Non deve sorprendere quindi il trionfo di Trump con i suoi slogan di “America First” entrambi fattori di nazionalismo e sovranitarismo, ormai valori vecchi e  da tempo in declino. Al suo successo hanno contribuito una forte presa su un elettorato impoverito dalla de-industrializzazione ed impaurito dai grandi mutamenti in atto: tutti “sentono” con preoccupazione la perdita di importanza del loro Paese.

Trump ha una visione di breve termine di un’America in declino e le sue strategie non affrontano i grandi cambiamenti in corso nel mondo.. La realtà delle cose è che il pianeta  si sta frammentando velocemente in “insule” politiche e geoculturali.  Ed il mondo sta ritornando – ritorno al passato – apparentemente come era 2/3 secoli fa prima che l’Europa diventasse il “centro del mondo” ;  grazie alle tre grandi rivoluzioni : marittima, scientifica ed industriale.

La grande differenza con il passato, è che le “insule” non sono disarticolate come allora.
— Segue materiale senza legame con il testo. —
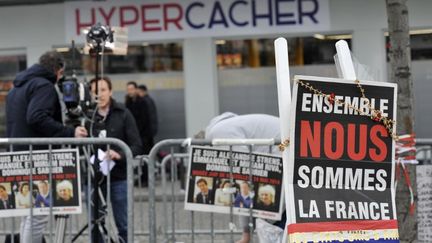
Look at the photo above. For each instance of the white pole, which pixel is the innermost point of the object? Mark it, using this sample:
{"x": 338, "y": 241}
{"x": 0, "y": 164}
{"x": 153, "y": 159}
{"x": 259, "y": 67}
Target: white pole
{"x": 345, "y": 61}
{"x": 284, "y": 101}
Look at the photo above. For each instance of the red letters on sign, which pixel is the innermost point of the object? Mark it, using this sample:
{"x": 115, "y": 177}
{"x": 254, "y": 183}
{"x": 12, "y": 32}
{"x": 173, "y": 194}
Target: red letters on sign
{"x": 131, "y": 9}
{"x": 338, "y": 141}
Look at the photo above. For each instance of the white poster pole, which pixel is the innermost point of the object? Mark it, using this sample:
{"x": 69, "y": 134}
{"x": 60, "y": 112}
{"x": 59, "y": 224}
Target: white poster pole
{"x": 345, "y": 61}
{"x": 284, "y": 102}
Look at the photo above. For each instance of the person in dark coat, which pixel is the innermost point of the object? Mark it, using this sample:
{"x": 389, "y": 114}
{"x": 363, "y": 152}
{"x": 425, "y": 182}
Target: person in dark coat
{"x": 33, "y": 110}
{"x": 150, "y": 131}
{"x": 140, "y": 112}
{"x": 116, "y": 121}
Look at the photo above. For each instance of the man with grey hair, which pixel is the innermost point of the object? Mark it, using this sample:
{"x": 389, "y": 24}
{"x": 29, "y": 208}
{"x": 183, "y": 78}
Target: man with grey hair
{"x": 33, "y": 110}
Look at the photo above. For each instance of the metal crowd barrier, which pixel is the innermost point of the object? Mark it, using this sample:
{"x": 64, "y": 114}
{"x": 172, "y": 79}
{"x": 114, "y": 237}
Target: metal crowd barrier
{"x": 424, "y": 150}
{"x": 75, "y": 222}
{"x": 167, "y": 231}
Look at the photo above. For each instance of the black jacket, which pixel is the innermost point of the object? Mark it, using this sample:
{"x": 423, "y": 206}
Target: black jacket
{"x": 32, "y": 106}
{"x": 119, "y": 123}
{"x": 144, "y": 111}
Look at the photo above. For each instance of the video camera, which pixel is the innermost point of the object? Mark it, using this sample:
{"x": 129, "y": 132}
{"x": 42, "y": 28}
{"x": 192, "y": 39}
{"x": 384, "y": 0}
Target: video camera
{"x": 76, "y": 94}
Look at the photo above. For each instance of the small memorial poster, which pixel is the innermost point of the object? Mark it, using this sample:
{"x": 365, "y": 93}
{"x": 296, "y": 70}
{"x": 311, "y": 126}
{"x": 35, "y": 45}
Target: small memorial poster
{"x": 209, "y": 188}
{"x": 26, "y": 184}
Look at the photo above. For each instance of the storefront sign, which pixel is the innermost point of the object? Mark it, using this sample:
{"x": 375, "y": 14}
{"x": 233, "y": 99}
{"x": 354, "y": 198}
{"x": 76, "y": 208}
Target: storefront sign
{"x": 159, "y": 20}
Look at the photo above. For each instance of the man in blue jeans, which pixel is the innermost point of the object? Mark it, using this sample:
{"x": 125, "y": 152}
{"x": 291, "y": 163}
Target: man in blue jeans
{"x": 115, "y": 120}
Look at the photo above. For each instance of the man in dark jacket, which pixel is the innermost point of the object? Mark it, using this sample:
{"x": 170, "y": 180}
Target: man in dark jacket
{"x": 141, "y": 112}
{"x": 115, "y": 120}
{"x": 33, "y": 110}
{"x": 150, "y": 131}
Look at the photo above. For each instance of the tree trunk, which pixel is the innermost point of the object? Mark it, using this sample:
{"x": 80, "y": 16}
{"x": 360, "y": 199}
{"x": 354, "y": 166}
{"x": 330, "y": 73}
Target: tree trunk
{"x": 400, "y": 65}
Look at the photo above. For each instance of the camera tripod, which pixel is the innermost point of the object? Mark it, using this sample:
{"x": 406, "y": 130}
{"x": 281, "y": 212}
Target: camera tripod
{"x": 99, "y": 209}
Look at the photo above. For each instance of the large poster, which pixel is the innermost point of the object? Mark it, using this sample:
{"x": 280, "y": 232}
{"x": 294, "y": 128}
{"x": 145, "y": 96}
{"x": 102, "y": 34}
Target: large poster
{"x": 208, "y": 188}
{"x": 25, "y": 182}
{"x": 341, "y": 166}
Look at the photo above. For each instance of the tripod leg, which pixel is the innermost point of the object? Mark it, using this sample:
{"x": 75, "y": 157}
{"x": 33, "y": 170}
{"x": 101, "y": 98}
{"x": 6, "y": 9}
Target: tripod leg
{"x": 60, "y": 228}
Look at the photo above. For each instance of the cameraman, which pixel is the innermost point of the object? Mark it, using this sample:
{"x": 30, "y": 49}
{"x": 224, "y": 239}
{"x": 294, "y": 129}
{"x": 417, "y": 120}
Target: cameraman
{"x": 33, "y": 110}
{"x": 113, "y": 119}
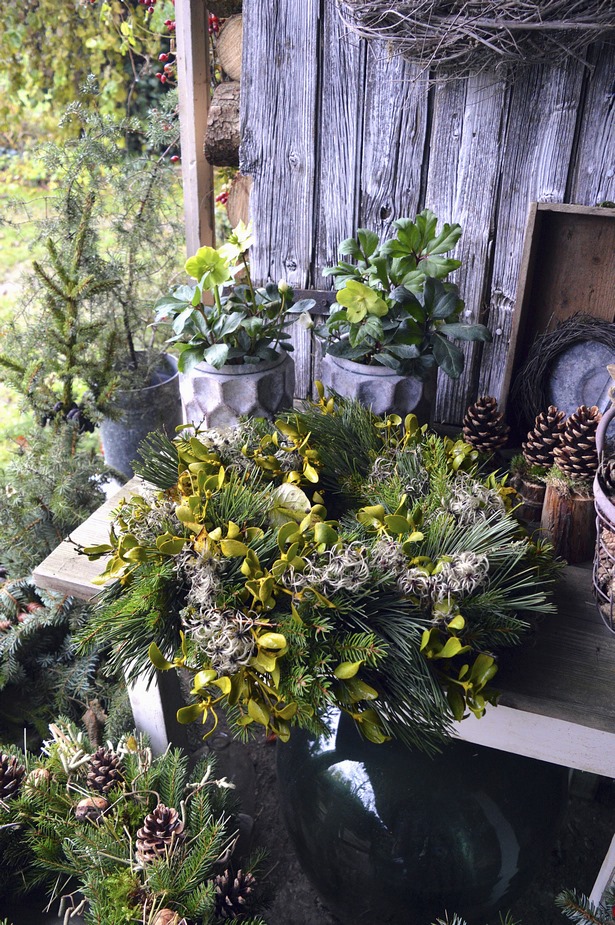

Nonostante le divisioni geoculturali che sembrano dare ragione a Huntington (scontro delle civiltà)  rispetto alle previsioni di Francis Paul Fukuyma (la fine della storia). C’è ora un collante unificatore che tiene insieme i vari centri ed è la forza delle tecnostrutture economico finanziarie creata da quella Globalizzazione che l’Occidente ha generato, ma che non riesce più  a governare.

Il sistema globale non è  ora solo multipolare (non più  gli Usa dominanti), come abbiamo detto, ma anche multicentrico. La difficoltà per noi occidentali è l’incapacità di interiorizzare la portata dei mutamenti in atto; in particolare di cogliere il vero senso potenziale della discontinuità con il passato. Ed in particolare :

la contrapposizione di forze centrifughe che tendono all’apertura ed inclusione con quelle centripete prodotte da quegli stati (USA-Trump) che puntano alla chiusura ed inclusione

il superamento della fase “Vestfaliana” che era la base degli Stati moderni avviandoci invece  verso forme di reti globali, come sta facendo la Cina con il megaprogetto OBOR (one belt one Road), la “doppia via della seta”, di cui tanto si parla.

La Cina quindi  ha  lanciato un chiaro messaggio che il mondo futuro  sarà  quello della “Connettività”: una nuova geografia costruita al di sopra della geografia fisica e politica. Una scelta, quella cinese, facilitata dalla sua matrice culturale confuciana che postula “essere e non essere” e non il nostro  “essere o non essere”.  Aristotele non è stato il loro maestro.

Non bisogna poi dimenticare che a svantaggio degli USA, ma anche di noi europei,  l’economia è in fase di forte transizione verso l’Asia: oltre il 50 per cento del PIL mondiale è già al di là degli Urali verso l’Estremo Oriente: e che  ne sarà fra 20 anni?

Per questo Obama aveva visualizzato il progetto “pivot to Asia” prevedendo che il grande scontro politico ed economico avrà luogo in Estremo Oriente: non negli Stati Uniti.